L’un des membres fondateurs de SOS-Racisme jugé pour un tweet antisémite : il y avait comme une erreur de casting, mercredi 10 octobre, devant la 17e chambre du tribunal correctionnel de Paris, où Gérard Filoche comparaissait pour « provocation à la haine ou à la violence » envers la communauté juive.

Objet du délit, un photomontage publié le 27 novembre 2017 sur Twitter par celui qui fut le représentant de l’aile gauche du Parti socialiste. On y voit Emmanuel Macron surplombant un globe terrestre barré du slogan « En marche vers le chaos mondial », et arborant un brassard nazi sur lequel le dollar a remplacé la croix gammée. En arrière-plan figurent l’économiste Jacques Attali, l’homme d’affaires Patrick Drahi, le banquier Jacob Rothschild – juifs tous les trois –, ainsi que les drapeaux américain et israélien.

Alerté par son fils, Gérard Filoche avait rapidement retiré son tweet, resté en ligne moins d’une heure. Suffisamment longtemps pour être largement relayé, et valoir à son auteur un déluge de réprobation et son exclusion du PS.

A la barre, mercredi, l’ancien inspecteur du travail, âgé de 72 ans, n’a pas cherché à minimiser la teneur antisémite du photomontage. Il a plaidé la « négligence », assurant qu’il n’avait pas vu, au moment de la glisser « en moins d’une seconde » dans son tweet, l’arrière-plan – plus sombre – de cette image trouvée sur Internet. « Dès que j’en ai eu conscience, je l’ai retirée. C’est plus important de l’avoir retirée que de l’avoir mise ! »

Très en verve, Gérard Filoche a parfois transformé son procès en meeting anticapitaliste et anti-Macron : « Je suis un pacifiste, et je dénonce la violence de Macron.

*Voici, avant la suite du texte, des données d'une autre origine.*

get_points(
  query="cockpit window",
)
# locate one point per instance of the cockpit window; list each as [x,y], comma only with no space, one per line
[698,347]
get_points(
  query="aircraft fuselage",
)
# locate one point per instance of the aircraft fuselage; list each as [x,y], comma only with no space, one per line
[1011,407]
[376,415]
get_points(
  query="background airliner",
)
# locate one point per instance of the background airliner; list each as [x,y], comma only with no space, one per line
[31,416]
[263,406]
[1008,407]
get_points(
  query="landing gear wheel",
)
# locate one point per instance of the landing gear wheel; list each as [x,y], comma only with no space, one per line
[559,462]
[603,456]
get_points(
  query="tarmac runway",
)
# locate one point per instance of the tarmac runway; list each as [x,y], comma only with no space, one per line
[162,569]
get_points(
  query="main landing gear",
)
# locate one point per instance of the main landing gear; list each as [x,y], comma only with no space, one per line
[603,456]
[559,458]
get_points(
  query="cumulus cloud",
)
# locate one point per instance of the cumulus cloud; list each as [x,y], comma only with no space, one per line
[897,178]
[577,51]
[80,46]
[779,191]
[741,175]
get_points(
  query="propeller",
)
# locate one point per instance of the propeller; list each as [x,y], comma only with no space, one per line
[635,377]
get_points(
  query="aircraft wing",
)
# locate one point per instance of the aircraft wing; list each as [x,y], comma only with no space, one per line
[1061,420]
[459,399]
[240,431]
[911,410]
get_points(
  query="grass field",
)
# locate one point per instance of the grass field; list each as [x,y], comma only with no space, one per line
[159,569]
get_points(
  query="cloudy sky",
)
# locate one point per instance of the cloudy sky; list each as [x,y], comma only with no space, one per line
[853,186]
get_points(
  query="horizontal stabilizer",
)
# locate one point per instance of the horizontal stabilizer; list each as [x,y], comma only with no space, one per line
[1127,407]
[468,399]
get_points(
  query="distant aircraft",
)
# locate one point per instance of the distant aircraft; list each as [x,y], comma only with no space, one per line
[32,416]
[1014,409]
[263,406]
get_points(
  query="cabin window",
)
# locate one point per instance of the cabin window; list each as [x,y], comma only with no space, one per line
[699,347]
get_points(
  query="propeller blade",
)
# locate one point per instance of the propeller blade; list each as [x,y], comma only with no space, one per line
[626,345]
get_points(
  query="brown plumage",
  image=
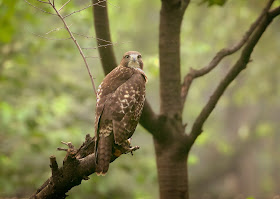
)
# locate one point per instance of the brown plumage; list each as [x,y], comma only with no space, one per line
[120,100]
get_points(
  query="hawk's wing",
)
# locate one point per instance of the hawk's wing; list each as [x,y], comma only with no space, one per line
[126,105]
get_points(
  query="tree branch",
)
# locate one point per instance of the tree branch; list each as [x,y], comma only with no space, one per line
[231,75]
[102,30]
[220,55]
[76,43]
[77,166]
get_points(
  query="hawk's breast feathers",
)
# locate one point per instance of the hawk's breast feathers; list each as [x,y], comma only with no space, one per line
[120,99]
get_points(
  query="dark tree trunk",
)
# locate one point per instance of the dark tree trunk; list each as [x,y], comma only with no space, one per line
[171,161]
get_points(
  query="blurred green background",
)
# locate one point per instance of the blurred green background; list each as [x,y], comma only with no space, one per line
[46,97]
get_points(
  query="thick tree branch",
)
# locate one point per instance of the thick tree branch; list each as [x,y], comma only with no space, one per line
[102,29]
[77,166]
[231,75]
[220,55]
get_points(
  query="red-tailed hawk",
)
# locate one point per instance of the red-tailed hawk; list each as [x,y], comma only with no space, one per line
[120,100]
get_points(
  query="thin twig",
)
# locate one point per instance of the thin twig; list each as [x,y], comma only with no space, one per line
[64,5]
[39,8]
[99,46]
[56,29]
[77,44]
[220,55]
[43,2]
[83,8]
[92,57]
[48,38]
[90,37]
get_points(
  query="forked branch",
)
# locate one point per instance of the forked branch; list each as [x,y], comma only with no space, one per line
[232,74]
[77,166]
[220,55]
[67,27]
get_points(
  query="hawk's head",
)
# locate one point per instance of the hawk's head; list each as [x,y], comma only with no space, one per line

Ce qui produit le chaos mondial, la guerre, c’est la finance. Et la finance n’est ni juive, ni musulmane, ni catholique. Elle est la finance. » Mais il a surtout profité de la tribune pour mettre en avant sa vie de militant : « J’ai toujours été antiraciste. On ne peut pas, à cause d’une erreur de manipulation, douter de mon engagement. »

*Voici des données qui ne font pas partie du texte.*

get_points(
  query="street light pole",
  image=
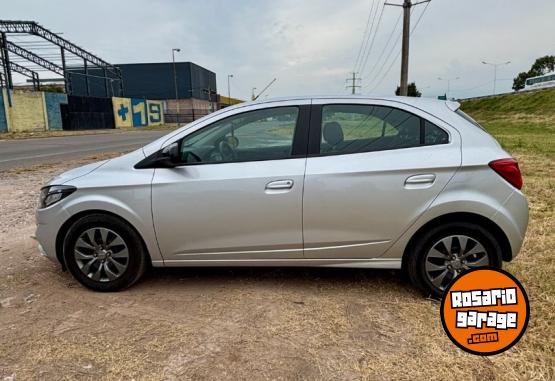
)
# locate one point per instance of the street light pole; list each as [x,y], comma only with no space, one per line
[229,76]
[495,65]
[448,83]
[175,84]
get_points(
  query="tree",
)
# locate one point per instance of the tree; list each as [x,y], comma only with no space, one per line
[412,90]
[541,66]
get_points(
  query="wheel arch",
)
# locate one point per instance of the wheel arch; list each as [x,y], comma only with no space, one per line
[485,222]
[62,232]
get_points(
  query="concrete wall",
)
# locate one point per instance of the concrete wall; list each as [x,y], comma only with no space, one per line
[155,113]
[122,112]
[31,111]
[27,112]
[52,103]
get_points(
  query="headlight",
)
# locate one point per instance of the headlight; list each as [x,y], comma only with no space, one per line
[52,194]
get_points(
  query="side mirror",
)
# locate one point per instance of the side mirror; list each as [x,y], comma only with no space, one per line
[172,153]
[169,157]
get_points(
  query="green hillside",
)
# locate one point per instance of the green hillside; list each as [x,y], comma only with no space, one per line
[523,123]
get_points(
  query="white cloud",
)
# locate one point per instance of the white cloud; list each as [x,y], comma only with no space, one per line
[310,46]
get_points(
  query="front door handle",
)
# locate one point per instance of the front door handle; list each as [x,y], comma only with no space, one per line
[427,179]
[279,184]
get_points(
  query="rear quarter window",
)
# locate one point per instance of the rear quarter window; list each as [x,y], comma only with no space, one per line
[469,119]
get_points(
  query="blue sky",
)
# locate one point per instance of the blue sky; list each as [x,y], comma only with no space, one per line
[309,46]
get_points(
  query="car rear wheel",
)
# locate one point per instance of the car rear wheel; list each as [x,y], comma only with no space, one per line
[444,252]
[104,253]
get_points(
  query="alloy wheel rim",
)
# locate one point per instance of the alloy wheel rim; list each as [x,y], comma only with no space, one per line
[101,254]
[452,255]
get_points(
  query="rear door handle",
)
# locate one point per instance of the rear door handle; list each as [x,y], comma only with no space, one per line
[279,184]
[426,179]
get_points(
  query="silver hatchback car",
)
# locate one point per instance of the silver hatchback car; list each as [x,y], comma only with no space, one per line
[388,183]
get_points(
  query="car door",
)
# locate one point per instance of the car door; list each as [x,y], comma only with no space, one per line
[237,194]
[372,170]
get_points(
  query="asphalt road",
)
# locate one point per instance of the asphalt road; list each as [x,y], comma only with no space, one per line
[23,152]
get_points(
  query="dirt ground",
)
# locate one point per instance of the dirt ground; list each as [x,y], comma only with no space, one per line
[235,324]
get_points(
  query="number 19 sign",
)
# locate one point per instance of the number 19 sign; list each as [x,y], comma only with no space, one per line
[137,112]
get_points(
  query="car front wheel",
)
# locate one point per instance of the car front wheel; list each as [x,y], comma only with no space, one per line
[104,253]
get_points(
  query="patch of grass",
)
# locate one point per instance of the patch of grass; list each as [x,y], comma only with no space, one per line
[523,123]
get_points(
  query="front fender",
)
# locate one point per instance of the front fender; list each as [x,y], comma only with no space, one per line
[135,210]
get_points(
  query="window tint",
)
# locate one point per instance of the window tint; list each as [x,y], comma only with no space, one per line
[434,135]
[255,135]
[361,128]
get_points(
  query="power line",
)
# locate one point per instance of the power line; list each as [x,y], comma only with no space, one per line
[373,39]
[385,46]
[364,39]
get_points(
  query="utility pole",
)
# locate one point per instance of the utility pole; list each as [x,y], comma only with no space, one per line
[495,65]
[175,84]
[407,5]
[354,80]
[229,76]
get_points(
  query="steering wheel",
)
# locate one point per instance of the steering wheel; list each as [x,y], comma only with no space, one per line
[227,151]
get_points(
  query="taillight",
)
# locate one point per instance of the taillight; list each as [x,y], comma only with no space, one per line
[509,170]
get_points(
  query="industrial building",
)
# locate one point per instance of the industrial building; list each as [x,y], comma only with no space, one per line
[188,89]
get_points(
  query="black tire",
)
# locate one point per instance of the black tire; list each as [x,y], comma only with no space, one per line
[415,265]
[137,257]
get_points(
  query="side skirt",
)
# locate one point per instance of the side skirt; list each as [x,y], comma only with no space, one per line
[373,263]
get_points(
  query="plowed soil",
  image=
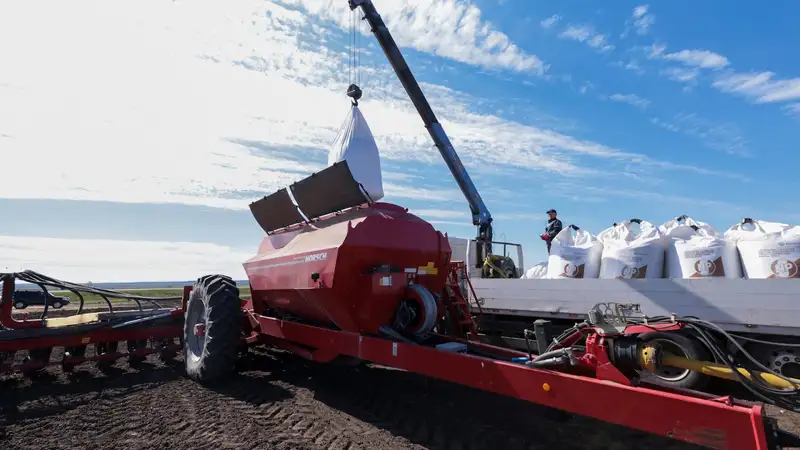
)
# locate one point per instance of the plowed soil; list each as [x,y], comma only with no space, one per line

« En m’accusant, vous ne défendez pas la cause ! »

Alors que l’avocate d’une des associations s’étant constituées parties civiles (la Licra, le MRAP, France-Israël, etc.) tentait de faire un lien – hasardeux – entre son tweet et « l’antisémitisme qui tue, comme on l’a vu avec Ilan Halimi [en 2006], Sarah Halimi [en 2017], ou Mireille Knoll [en 2018] », l’ancien trotskiste s’est agacé : « Mais j’ai marché après la mort de chacune de ces personnes ! Je combats l’antisémitisme, je hais ceux qui sont antisémites. En accusant quelqu’un comme moi, vous ne défendez pas la cause ! »

« Je crois à votre combat, mais je crois qu’en un instant de colère, vous avez cédé la haine, a affirmé Me Cyril Bonan, l’avocat de Jacques Attali. Vous avez cédé à cette image facile, à cette propagande dangereuse, qui est le lien entre les juifs et le grand capital. » Puis, se tournant vers la présidente du tribunal : « Si ce montage n’est pas une provocation à la haine des juifs, alors qu’est-ce qui va tomber sous le coup de la loi ? Qu’une image pareille ne soit pas condamnée, ce serait incompréhensible. »

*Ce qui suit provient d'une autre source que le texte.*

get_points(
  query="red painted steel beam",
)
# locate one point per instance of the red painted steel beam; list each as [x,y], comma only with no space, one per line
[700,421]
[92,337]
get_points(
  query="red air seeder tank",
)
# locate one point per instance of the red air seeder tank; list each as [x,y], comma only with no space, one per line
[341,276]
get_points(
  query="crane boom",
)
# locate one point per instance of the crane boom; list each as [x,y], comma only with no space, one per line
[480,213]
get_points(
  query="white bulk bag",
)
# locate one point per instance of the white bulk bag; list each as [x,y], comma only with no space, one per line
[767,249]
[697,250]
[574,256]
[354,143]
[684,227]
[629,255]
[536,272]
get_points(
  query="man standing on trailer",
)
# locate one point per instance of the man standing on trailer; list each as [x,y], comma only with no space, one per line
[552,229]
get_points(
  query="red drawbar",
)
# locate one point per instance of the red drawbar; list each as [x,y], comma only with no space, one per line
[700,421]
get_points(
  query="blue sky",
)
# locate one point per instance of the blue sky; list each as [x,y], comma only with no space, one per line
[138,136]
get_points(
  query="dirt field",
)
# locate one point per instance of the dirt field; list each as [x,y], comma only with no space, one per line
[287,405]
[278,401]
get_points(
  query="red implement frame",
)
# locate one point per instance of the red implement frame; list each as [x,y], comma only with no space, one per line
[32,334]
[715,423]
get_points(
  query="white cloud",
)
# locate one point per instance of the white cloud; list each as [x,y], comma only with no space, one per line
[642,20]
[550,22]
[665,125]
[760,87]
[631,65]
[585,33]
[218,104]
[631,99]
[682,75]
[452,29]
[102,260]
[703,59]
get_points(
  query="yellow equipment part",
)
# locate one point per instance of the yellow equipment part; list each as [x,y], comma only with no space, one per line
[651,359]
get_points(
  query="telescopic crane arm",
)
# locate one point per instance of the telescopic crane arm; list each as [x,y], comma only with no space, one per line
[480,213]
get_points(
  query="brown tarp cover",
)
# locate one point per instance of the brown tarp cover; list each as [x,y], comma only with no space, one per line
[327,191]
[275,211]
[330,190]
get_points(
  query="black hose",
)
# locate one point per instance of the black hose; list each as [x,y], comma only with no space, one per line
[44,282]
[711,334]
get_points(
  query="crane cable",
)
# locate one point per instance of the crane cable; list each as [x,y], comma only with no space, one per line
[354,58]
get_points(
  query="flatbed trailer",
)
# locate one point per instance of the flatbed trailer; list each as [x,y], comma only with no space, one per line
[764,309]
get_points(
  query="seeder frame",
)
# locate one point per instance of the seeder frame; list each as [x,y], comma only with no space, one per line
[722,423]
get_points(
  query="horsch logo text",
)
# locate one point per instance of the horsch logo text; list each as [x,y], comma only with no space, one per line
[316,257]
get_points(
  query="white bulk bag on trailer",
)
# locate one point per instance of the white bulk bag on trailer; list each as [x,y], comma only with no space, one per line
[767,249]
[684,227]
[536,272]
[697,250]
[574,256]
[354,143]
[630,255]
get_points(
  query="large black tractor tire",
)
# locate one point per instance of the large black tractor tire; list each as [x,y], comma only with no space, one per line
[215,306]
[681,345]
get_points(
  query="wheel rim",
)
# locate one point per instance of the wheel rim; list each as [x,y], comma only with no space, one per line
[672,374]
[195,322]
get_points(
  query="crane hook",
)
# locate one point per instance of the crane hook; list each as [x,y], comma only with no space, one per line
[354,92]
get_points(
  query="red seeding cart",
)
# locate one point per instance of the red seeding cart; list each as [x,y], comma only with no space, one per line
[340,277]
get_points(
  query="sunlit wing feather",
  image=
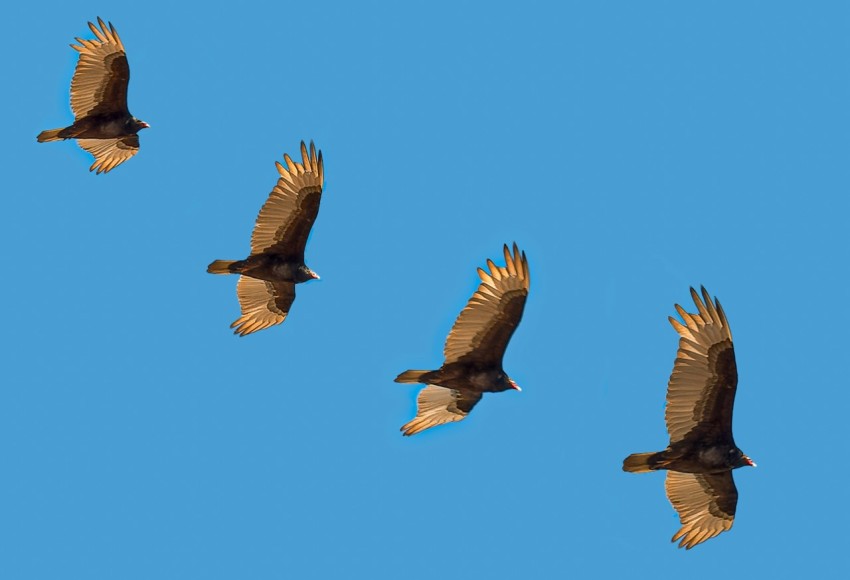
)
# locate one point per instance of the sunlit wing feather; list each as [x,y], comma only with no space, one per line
[263,304]
[110,153]
[100,80]
[701,391]
[439,405]
[287,216]
[705,502]
[488,321]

« Le débat n’est pas de dire si M. Filoche est antisémite ou non, a lancé la procureure d’entrée de réquisitoire. Mais le fait qu’on pense qu’il l’est ou non ne peut pas être balayé d’un revers de la main. » Elle a ainsi rappelé que le prévenu s’était excusé publiquement, qu’aucune autre trace antisémite n’avait été trouvée dans ses quelque 160 000 tweets, et qu’il avait publié en avril un Manifeste contre le racisme et l’antisémitisme. Si elle n’a « pas été absolument convaincue par la sincérité de M. Filoche quand il dit qu’il n’a pas compris l’image, il subsiste néanmoins un doute quant à son intention » de commettre un délit. Elle a donc requis la relaxe.

Jugé par la même chambre pour avoir publié la même image, l’essayiste d’extrême droite Alain Soral avait été lui-même relaxé en mars – le parquet, qui avait requis cinq mois ferme, a fait appel. « Le montage, aussi contestable soit-il, ne constitue pas une provocation à la haine contenant une exhortation, même implicite, rejaillissant sur la totalité d’une communauté définie par l’appartenance à la religion juive », avait estimé le tribunal à l’époque. Peut-il aujourd’hui condamner Gérard Filoche ? Jugement le 12 décembre.